F: Estar sob esse holofote te trouxe algum tipo de insegurança? Como você está lidando com isso?
ME: É menos sobre insegurança e mais ansiedade. Eu tive que entender que quando eu entro no set de gravação, eu vou fazer a mesma coisa que faço quando a pessoa vai fazer um pitch para mim na Inventivos. Foi um exercício para não se importar com a câmera. A síndrome da impostora afeta a maioria das mulheres, se você é uma pessoa preta então. Quando chegou o convite, eu estava no meio de um parque da Disney, na montanha russa do Star Wars. E não consegui processar meu medo do brinquedo com a informação. Talvez a ficha só caia quando o programa for ao ar.
F: Como começou e como funciona hoje o seu trabalho como investidora-anjo?

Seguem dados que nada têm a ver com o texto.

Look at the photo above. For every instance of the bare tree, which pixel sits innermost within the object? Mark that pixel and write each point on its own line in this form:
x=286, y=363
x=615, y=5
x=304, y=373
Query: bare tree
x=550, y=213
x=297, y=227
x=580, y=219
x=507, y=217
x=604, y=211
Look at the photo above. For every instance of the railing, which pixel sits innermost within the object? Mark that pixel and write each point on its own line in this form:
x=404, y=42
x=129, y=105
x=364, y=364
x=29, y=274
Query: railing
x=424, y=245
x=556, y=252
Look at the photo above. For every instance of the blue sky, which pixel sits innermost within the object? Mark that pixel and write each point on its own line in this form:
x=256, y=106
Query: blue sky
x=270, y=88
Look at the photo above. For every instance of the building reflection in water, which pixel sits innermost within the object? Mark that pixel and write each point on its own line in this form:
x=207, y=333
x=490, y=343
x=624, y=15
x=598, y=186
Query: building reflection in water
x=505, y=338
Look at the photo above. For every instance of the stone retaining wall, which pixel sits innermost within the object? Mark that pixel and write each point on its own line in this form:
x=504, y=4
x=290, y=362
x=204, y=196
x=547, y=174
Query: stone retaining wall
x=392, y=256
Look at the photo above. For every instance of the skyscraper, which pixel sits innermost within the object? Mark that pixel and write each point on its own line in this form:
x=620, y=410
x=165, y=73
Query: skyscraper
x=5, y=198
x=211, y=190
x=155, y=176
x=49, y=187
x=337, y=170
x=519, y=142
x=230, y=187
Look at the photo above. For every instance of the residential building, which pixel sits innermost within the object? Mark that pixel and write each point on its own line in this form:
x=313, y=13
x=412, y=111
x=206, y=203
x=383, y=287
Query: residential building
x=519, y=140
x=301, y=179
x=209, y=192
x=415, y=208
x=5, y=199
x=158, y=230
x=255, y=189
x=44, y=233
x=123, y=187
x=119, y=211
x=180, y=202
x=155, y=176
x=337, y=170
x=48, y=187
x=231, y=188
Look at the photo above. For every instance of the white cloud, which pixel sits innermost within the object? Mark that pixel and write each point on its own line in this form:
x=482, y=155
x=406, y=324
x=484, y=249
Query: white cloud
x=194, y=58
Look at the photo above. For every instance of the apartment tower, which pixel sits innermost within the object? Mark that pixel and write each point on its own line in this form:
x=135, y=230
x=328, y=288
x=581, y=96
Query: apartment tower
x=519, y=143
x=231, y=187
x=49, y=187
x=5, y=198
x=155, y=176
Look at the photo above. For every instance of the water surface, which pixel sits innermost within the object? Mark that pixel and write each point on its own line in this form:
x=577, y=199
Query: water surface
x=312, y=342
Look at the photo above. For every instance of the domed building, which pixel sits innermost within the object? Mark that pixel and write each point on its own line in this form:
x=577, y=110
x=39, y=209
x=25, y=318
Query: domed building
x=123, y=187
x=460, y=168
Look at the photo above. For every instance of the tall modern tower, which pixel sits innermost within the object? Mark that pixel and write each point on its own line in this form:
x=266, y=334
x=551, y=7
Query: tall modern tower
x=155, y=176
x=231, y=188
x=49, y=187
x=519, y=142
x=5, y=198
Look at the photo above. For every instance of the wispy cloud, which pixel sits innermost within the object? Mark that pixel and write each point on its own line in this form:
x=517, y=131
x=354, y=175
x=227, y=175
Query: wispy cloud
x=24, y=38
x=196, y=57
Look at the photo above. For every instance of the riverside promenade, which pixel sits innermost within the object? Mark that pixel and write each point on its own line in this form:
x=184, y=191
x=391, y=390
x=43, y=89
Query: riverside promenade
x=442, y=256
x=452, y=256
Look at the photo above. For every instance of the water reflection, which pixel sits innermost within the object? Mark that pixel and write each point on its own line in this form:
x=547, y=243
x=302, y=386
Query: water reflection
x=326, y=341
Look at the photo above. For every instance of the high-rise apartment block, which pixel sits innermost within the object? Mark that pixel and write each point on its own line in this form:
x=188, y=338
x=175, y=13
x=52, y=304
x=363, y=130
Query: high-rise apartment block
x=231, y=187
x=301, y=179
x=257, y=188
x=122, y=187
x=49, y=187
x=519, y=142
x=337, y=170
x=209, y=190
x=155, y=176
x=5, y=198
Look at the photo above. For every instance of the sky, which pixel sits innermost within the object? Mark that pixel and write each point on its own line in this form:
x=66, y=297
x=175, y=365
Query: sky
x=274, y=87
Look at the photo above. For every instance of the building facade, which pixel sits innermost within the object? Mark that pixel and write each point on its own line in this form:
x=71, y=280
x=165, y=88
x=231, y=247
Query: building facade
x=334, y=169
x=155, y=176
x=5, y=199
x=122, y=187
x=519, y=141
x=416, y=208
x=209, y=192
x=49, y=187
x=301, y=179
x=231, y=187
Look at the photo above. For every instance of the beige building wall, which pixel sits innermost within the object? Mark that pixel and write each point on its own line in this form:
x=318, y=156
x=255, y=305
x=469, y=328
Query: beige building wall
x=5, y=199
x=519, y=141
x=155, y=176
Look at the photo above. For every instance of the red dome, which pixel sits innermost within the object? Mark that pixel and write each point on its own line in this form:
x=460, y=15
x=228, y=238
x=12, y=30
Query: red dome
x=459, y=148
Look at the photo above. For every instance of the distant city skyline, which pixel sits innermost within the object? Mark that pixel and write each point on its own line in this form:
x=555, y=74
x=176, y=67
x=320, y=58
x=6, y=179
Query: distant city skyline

ME: Eu já ajudava as pessoas a tirar as ideias do papel. E aí quando eu via que o negócio estava formatado de um jeito que faria sentido, comecei a pensar ‘por que eu vou indicar para fundos de investimento sendo que hoje eu consigo fazer investimento semente?’ Também já recebi mensagens de pessoas querendo apresentar um pitch para ver se fazia sentido investir ou fazer pontes. Para mim não é só o dinheiro, eu sou uma pessoa ativa nos negócios que eu invisto. Por exemplo, eu investi na Purple Metrics, uma empresa de branding que mede a elasticidade da marca, no ano passado, mas antes fui cliente. Eu sempre penso se vou conseguir ajudar no dia a dia também, com capital intelectual, contatos, possibilidades e pontes se empresa quiser fazer novas rodadas de investimento. Se for dinheiro pelo dinheiro, eu não faço.
F: Então você deve continuar acompanhando e apoiando os empreendedores para além do dinheiro depois do programa?
ME: 100%. Por um motivo: eu quero que a empresa cresça, estou torcendo pelo negócio que eu disse sim. E também por aqueles que eu disse não naquele momento. Talvez a pessoa não estivesse preparada ali, mas daqui um mês, dois meses, as coisas mudam, o negócio muda. Também tenho uma rede de fundos de investimentos parceiros que podem ajudar as empresas em novas rodadas de investimento, eles não vão hesitar em olhar com atenção. Se eu não conseguir ajudar em nada, por mais incrível que o negócio seja, por mais doloroso que seja dizer não, ainda posso tentar fazer a ponte.